In the book's introduction, she writes, "After seeing those bits of paper in my cupboard for over 20 years, I was on the verge of throwing them out when I told my husband Alex what my intentions had been. From that point onward, he would not let the idea die."
In researching the subject, Judy came to realize how little she knew about scallops and the scallop fishery. So when the Bedford Institute of Oceanography and O'Neil Fisheries of Digby offered a scallop fishing trip aboard the Royal Fundy on the Bay of Fundy, she jumped at the chance. "I have a new respect for fishermen," she says. The crew showed her how to handle the fishing and navigation equipment. "They were so good to me," she says. "Very patient and never laughed at me or made fun of me when I screwed up."
Back in Digby, Judy looked around for the best places to eat scallops. She found it difficult to find them prepared in any but the most traditional ways. However, over at the Digby Pines Resort Judy found chef Claude AuCoin working his magic. He wrapped scallops in nori sheets (the dried seaweed used to make sushi) and coated them in crumbled dulse, a locally harvested seaweed.
Her book presents this and another 100 or so recipes from six continents featuring dozens of scallop varieties, placing Eastern Canada firmly in world-class company.

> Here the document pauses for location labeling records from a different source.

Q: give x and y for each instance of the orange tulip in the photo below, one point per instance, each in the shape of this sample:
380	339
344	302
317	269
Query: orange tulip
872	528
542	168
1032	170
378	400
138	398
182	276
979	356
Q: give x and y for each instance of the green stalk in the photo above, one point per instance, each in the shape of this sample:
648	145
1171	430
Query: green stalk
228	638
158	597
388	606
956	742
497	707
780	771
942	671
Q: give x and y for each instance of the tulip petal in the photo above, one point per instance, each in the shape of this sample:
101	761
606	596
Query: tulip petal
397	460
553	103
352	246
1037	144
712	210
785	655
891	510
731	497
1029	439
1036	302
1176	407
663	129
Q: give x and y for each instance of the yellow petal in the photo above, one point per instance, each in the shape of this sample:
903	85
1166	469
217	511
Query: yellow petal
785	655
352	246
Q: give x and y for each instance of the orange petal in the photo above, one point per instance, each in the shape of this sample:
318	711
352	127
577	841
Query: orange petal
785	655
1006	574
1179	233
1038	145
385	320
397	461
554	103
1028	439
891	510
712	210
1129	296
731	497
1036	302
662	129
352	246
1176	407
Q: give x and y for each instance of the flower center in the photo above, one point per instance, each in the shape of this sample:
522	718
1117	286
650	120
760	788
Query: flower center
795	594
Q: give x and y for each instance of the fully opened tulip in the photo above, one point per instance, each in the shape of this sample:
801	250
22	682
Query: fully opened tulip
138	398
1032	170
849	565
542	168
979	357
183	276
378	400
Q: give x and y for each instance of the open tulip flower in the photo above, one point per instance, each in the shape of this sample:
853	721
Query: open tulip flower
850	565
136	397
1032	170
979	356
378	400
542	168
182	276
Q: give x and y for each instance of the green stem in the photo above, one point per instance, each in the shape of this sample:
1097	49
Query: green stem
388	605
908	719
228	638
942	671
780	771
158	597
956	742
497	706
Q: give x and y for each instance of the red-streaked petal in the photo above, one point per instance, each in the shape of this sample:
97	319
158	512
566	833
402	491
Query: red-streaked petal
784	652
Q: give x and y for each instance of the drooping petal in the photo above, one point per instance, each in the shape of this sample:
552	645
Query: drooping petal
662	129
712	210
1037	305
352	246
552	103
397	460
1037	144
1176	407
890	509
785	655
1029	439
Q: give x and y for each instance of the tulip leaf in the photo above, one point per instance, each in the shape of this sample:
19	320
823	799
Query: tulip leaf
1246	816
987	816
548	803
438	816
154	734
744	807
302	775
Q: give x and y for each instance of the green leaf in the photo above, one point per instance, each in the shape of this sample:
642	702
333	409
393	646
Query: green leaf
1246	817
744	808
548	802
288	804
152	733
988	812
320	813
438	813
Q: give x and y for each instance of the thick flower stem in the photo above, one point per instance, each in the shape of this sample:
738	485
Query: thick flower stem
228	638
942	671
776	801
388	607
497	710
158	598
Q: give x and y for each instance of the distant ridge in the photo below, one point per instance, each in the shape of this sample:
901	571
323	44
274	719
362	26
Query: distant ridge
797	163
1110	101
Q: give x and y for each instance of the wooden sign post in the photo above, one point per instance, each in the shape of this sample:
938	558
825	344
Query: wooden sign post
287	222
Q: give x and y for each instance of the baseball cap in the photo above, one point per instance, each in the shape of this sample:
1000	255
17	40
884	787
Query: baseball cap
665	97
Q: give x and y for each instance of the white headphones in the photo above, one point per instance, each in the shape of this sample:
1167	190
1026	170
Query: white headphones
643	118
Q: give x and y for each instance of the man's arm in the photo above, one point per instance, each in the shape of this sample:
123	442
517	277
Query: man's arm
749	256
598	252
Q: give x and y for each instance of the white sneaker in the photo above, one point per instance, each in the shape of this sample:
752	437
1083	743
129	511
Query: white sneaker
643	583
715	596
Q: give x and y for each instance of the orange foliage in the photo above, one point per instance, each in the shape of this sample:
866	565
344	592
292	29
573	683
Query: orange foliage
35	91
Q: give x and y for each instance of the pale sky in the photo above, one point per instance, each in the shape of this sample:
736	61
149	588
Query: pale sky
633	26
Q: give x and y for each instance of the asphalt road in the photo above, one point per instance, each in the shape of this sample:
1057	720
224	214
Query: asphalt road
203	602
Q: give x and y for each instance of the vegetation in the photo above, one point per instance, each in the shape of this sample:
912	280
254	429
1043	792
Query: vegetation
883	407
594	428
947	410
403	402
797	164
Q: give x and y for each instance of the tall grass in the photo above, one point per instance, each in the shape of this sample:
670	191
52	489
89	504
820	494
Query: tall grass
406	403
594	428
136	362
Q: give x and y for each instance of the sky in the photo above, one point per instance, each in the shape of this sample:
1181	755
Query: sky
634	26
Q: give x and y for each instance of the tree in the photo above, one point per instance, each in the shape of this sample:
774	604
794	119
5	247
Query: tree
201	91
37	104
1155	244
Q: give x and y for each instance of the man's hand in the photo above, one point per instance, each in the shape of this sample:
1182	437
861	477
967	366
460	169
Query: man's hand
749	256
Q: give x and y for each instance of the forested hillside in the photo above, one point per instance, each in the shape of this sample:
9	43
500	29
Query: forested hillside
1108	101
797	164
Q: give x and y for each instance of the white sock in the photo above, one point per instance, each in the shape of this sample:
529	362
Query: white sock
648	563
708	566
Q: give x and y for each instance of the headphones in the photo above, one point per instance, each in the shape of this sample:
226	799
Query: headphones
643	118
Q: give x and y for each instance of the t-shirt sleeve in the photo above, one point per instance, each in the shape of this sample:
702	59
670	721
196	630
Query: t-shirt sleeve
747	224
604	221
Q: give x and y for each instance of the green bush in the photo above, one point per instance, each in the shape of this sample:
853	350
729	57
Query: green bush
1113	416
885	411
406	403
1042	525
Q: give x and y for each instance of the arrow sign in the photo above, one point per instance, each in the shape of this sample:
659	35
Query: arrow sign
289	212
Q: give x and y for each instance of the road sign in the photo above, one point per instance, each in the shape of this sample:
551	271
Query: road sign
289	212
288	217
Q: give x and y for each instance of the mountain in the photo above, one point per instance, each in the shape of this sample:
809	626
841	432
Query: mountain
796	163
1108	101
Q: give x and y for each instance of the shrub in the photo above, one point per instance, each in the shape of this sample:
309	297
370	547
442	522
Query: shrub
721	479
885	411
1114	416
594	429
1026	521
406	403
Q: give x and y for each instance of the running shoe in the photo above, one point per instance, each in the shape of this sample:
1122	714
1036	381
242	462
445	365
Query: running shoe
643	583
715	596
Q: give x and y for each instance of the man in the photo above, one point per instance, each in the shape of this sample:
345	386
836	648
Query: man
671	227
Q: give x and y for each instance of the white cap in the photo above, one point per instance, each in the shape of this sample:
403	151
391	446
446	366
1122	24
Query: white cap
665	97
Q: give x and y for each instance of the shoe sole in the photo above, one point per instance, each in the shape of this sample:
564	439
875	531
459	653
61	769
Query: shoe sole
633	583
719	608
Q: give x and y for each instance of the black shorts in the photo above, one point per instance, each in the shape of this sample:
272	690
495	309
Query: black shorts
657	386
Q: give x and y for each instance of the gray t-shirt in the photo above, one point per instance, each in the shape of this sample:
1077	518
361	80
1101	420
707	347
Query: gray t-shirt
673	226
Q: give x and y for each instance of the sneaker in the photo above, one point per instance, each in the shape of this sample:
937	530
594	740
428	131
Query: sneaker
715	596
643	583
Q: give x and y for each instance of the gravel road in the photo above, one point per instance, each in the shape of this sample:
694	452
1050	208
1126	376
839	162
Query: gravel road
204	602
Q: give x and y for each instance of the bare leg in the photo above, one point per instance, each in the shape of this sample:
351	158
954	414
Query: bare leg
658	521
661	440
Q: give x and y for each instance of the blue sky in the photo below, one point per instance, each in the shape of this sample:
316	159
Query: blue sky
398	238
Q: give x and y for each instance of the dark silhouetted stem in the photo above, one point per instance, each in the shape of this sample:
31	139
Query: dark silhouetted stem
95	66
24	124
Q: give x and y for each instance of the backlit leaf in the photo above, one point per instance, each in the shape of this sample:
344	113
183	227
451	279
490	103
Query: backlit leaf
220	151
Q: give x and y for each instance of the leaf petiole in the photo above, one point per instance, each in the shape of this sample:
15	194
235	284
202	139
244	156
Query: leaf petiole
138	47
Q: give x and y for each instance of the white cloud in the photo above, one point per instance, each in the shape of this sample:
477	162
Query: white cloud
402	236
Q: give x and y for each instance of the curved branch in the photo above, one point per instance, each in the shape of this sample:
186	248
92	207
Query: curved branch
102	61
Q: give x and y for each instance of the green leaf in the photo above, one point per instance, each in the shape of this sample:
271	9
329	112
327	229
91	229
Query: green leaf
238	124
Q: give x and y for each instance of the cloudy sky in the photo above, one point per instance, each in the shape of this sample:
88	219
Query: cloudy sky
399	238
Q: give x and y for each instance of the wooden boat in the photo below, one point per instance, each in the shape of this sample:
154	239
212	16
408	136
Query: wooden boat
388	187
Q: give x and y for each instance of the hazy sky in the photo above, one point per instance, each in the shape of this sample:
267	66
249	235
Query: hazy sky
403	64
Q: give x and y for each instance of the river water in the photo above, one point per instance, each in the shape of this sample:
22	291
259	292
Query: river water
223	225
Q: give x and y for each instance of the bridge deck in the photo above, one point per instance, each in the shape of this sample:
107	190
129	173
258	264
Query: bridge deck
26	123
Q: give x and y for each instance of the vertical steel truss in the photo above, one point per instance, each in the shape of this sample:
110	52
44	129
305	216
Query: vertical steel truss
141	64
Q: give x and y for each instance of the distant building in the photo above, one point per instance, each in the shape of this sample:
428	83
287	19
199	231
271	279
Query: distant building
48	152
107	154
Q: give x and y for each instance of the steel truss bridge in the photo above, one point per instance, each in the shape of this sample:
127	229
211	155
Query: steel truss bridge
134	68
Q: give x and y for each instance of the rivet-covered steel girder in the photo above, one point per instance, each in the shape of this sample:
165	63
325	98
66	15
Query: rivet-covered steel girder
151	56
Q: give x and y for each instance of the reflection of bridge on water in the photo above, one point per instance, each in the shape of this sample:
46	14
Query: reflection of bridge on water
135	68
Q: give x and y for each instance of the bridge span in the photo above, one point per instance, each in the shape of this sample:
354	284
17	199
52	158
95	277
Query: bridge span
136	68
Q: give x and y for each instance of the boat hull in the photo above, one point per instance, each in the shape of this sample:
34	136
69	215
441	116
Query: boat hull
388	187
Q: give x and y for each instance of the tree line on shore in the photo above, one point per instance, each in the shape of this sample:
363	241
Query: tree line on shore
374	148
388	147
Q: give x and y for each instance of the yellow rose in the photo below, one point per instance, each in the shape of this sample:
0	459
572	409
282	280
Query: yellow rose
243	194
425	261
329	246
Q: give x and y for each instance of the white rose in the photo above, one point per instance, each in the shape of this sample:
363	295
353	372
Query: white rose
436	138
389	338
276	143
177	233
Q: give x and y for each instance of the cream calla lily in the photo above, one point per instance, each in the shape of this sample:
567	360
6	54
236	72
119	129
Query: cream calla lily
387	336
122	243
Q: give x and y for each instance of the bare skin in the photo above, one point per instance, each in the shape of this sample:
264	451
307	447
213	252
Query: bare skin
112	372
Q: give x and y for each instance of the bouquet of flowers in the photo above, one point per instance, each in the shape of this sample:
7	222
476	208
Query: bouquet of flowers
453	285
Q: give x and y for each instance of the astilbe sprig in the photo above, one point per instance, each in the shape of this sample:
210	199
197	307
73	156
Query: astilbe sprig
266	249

As the subtitle suggests, the book is more than just a cookbook. It's also packed with interesting facts about scallops and the places they're fished and eaten, as well as the fishermen, fishmongers, chefs and home cooks who love them. For example, chef Theo Randall at the InterContinental in London, UK, offers this scallop advice: "Treat them like miniature tenderloins. They have such a great texture and flavour that they don't need much help."
The book is dedicated to her friend, Gerry Rice, who has since passed away. It's handsomely illustrated with photographs, many of which are Judy's own. Her husband, Alex, provides an inspiring survey of the wines that best complement scallops plus a quick look at harvesting and farming methods around the world.